Cluster table based on grand parent?

От
Dominique Devienne
Дата:
Hi again,

I just sent a question regarding parent/child and cascading FKs.
But in reality, our schema has not 2 but 3 "layers",
with an additional grandchild "leaf" table (see below).

Given that many acces patterns are parent-based, i.e. get all
child of given parent, or get all grandchild of given child, I can
use [CLUSTER][1] leveraging the natural-key (parent, name) constraint/index.

But for grandchild rows, doesn't mean the rows for a given (grand)parent
won't be fully clustered?

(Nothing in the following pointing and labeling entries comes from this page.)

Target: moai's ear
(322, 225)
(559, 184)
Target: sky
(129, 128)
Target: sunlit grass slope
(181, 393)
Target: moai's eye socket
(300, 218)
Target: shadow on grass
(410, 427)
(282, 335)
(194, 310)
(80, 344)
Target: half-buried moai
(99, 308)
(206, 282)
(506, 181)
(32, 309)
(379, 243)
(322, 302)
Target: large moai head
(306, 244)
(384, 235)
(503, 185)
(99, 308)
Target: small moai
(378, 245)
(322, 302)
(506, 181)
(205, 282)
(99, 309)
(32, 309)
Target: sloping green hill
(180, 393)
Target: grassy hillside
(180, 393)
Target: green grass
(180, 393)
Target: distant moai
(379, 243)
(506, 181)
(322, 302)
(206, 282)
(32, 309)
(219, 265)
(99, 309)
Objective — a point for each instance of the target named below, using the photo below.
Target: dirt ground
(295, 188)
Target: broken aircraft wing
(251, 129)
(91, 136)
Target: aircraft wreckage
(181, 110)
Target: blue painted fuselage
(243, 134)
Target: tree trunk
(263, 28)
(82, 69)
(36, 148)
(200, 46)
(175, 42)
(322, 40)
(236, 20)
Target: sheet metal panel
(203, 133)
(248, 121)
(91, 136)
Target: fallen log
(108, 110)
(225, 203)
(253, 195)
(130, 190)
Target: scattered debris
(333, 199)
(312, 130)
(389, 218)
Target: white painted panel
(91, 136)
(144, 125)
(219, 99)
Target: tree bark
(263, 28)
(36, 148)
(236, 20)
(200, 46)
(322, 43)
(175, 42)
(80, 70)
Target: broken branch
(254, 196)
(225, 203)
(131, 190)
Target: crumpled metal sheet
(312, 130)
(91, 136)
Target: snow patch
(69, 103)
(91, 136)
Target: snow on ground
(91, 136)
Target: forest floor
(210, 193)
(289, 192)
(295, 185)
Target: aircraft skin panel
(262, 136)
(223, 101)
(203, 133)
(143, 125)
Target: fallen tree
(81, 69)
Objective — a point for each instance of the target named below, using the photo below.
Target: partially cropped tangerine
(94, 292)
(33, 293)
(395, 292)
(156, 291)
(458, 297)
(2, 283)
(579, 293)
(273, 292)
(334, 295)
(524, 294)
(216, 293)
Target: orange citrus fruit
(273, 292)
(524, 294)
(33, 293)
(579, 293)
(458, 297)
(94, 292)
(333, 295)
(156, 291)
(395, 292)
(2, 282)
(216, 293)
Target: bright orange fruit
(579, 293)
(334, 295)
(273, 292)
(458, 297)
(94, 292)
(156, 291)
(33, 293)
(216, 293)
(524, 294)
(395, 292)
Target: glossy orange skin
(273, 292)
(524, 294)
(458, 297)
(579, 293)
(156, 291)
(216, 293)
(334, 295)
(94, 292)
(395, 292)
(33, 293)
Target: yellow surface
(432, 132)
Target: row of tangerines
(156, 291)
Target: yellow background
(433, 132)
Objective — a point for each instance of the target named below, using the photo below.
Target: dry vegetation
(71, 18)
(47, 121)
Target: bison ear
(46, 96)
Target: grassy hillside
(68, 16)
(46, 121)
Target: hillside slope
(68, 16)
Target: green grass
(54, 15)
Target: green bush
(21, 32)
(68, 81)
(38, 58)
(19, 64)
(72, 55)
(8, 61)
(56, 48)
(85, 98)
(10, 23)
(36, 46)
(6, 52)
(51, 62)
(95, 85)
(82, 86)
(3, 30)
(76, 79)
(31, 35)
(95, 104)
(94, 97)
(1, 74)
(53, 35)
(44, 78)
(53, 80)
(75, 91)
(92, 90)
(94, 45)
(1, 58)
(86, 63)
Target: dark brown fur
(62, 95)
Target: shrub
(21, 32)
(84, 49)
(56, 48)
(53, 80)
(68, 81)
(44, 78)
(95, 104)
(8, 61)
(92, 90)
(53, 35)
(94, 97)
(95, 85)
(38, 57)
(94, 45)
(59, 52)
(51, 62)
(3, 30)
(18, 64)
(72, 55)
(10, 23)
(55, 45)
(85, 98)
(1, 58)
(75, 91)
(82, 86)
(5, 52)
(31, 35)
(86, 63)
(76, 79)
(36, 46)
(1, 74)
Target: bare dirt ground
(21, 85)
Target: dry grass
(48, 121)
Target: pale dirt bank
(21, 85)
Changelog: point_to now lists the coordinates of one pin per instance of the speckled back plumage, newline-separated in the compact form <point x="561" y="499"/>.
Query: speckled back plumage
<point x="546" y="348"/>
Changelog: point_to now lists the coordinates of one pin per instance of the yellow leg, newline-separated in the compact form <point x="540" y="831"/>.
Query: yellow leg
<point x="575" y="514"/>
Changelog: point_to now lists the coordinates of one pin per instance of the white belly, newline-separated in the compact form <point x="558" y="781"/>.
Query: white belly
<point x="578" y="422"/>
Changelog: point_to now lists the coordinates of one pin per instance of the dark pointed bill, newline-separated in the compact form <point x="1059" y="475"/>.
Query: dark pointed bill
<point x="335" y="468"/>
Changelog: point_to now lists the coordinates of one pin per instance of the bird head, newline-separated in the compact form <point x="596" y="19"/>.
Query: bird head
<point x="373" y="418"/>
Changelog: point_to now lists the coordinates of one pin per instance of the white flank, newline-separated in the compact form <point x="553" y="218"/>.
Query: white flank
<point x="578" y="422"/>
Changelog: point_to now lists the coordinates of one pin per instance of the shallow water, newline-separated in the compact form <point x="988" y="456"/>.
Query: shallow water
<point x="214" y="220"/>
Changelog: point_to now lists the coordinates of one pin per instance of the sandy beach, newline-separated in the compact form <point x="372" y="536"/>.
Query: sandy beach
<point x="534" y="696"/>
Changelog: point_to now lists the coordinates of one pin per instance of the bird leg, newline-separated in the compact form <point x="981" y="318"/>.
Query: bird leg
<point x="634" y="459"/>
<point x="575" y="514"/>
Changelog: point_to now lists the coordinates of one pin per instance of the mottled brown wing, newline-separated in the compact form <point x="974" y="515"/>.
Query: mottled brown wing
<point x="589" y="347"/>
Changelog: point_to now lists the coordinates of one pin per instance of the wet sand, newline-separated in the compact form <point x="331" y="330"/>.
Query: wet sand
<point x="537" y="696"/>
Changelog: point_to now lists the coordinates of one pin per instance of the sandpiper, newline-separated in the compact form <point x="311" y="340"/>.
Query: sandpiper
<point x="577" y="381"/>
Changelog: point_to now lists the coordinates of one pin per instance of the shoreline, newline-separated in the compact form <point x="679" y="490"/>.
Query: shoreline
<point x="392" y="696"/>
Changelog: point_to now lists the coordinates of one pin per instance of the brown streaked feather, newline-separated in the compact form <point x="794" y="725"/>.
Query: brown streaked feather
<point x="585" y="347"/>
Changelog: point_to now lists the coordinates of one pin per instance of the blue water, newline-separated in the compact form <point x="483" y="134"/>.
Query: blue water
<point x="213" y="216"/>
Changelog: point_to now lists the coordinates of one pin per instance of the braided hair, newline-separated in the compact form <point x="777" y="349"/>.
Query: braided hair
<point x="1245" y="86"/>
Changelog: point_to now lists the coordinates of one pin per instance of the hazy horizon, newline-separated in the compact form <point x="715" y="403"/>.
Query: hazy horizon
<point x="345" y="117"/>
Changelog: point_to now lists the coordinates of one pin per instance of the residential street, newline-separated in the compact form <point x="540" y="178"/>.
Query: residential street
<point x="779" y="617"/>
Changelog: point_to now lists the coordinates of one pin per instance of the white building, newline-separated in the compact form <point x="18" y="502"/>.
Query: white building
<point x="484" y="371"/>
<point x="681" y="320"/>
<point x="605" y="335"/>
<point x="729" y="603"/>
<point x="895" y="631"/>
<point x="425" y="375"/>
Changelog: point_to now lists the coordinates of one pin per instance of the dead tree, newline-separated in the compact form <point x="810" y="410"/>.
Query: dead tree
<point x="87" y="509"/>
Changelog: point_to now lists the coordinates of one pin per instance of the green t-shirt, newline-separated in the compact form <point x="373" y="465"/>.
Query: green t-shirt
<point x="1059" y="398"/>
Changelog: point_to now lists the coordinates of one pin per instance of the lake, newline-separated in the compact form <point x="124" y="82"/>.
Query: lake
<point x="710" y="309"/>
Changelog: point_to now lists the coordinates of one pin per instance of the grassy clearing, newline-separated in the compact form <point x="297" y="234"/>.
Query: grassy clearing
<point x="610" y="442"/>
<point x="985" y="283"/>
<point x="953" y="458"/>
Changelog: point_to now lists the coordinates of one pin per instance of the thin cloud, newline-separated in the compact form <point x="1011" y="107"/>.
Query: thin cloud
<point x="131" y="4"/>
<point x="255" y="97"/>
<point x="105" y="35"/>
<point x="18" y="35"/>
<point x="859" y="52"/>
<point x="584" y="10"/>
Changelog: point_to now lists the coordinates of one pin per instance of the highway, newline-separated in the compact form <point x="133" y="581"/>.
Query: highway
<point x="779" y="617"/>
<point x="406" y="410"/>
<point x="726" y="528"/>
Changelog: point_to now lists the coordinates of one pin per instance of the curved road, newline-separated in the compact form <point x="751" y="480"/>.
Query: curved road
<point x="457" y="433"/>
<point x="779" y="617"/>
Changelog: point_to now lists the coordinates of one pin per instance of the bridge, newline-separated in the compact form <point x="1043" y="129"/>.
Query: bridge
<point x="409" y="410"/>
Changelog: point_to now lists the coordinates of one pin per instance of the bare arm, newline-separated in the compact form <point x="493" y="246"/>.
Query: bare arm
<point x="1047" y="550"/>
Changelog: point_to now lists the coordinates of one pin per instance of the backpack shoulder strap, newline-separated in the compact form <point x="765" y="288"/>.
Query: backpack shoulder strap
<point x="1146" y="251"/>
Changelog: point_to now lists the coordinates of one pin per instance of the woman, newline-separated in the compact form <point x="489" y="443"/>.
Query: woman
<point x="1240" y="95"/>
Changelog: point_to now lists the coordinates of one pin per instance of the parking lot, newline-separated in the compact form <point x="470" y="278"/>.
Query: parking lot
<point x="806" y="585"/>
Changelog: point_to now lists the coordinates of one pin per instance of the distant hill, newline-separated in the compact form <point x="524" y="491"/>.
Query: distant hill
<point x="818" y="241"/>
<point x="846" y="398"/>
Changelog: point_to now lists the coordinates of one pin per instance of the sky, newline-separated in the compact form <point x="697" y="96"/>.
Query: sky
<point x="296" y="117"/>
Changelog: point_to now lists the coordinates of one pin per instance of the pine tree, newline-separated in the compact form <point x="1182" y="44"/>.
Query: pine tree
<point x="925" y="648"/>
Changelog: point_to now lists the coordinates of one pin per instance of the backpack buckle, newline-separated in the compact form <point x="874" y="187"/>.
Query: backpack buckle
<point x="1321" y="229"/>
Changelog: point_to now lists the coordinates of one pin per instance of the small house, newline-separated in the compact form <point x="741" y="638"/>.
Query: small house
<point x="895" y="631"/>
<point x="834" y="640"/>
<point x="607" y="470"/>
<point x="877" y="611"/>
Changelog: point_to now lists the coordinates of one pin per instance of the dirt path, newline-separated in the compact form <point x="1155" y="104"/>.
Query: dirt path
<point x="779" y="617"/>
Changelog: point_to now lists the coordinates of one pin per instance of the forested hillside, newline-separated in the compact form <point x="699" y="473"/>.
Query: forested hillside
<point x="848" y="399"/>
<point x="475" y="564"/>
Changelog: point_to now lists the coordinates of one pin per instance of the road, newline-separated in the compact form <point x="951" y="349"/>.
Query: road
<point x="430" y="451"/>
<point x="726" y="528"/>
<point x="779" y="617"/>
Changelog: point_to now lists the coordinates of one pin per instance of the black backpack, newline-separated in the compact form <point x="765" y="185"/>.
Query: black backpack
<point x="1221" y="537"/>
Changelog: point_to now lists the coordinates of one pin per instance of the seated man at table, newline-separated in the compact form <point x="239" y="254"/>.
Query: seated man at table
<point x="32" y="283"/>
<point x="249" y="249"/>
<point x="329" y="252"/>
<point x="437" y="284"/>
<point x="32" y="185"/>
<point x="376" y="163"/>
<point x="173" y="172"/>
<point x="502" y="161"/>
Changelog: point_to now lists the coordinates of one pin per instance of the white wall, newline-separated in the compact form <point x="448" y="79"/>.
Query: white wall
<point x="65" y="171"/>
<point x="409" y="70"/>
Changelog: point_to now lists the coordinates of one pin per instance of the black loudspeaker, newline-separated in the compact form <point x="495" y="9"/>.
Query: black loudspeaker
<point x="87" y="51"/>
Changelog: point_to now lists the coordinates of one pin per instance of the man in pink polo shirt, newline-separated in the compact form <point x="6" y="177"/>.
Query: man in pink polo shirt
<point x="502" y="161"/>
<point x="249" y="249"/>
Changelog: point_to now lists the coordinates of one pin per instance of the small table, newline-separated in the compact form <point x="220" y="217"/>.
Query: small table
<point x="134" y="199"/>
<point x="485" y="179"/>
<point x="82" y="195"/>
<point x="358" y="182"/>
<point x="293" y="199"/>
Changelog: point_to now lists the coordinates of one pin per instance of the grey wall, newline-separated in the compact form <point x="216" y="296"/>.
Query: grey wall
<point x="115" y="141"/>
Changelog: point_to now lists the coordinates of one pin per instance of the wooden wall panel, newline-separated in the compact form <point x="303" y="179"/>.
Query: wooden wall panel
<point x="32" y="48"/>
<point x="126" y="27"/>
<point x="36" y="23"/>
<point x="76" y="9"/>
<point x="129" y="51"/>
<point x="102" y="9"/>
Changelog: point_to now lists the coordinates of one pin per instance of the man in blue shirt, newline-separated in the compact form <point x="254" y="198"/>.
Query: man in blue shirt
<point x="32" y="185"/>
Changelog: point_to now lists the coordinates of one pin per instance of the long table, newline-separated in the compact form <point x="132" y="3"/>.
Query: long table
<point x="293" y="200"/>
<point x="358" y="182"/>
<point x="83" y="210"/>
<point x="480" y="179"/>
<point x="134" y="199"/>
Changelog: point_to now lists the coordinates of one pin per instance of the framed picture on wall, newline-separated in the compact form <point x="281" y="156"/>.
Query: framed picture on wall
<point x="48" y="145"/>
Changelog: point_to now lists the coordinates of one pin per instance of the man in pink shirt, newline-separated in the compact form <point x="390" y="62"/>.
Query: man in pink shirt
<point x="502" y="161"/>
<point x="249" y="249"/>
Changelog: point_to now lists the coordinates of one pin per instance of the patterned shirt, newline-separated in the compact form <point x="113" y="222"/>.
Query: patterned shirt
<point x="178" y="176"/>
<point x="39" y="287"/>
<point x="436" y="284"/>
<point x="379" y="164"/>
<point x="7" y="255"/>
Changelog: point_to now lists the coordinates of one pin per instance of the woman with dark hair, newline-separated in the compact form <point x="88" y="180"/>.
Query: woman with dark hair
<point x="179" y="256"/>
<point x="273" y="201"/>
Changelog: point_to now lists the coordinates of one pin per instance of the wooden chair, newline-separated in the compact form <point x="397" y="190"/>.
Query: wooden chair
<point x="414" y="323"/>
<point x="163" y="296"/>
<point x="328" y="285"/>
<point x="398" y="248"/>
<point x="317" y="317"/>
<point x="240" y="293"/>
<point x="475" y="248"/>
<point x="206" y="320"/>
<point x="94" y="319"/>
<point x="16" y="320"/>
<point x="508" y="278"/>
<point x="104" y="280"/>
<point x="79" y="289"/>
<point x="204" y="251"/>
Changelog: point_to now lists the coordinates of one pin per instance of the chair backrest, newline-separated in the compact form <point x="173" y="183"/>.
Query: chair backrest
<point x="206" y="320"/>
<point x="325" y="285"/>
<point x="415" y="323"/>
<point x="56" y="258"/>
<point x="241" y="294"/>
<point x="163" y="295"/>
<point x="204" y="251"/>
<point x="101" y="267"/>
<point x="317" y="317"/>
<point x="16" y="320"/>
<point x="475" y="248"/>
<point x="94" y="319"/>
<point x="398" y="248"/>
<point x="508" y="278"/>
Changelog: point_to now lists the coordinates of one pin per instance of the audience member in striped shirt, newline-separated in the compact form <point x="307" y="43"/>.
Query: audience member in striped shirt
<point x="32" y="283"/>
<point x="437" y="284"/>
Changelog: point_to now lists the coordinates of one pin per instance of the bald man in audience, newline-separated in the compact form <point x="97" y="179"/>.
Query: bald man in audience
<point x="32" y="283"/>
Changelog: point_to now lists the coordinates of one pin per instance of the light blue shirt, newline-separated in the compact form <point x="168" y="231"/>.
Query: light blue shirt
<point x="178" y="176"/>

Yes, our software often accesses rows in child and grandchild
for a given parent row.

So can grandchild table(s) be "fully" clustered per-(grand)parent?
Would that require denormalizing, and adding an extra grandparent column FK in grandchild, to achieve that?
And if that's the case, then there are two "paths" to CASCADE a delete from parent; Would that be a problem?  (w.r.t. performance or otherwise?)

Finally, does cluster affect associated toast tables too? (the doc doesn't say)

Thanks for any insights. --DD

PS: At this point, I don't even know how much cluster affects performance.
    But because it can affect the schema structure (by denormalizing), i'd rather know early.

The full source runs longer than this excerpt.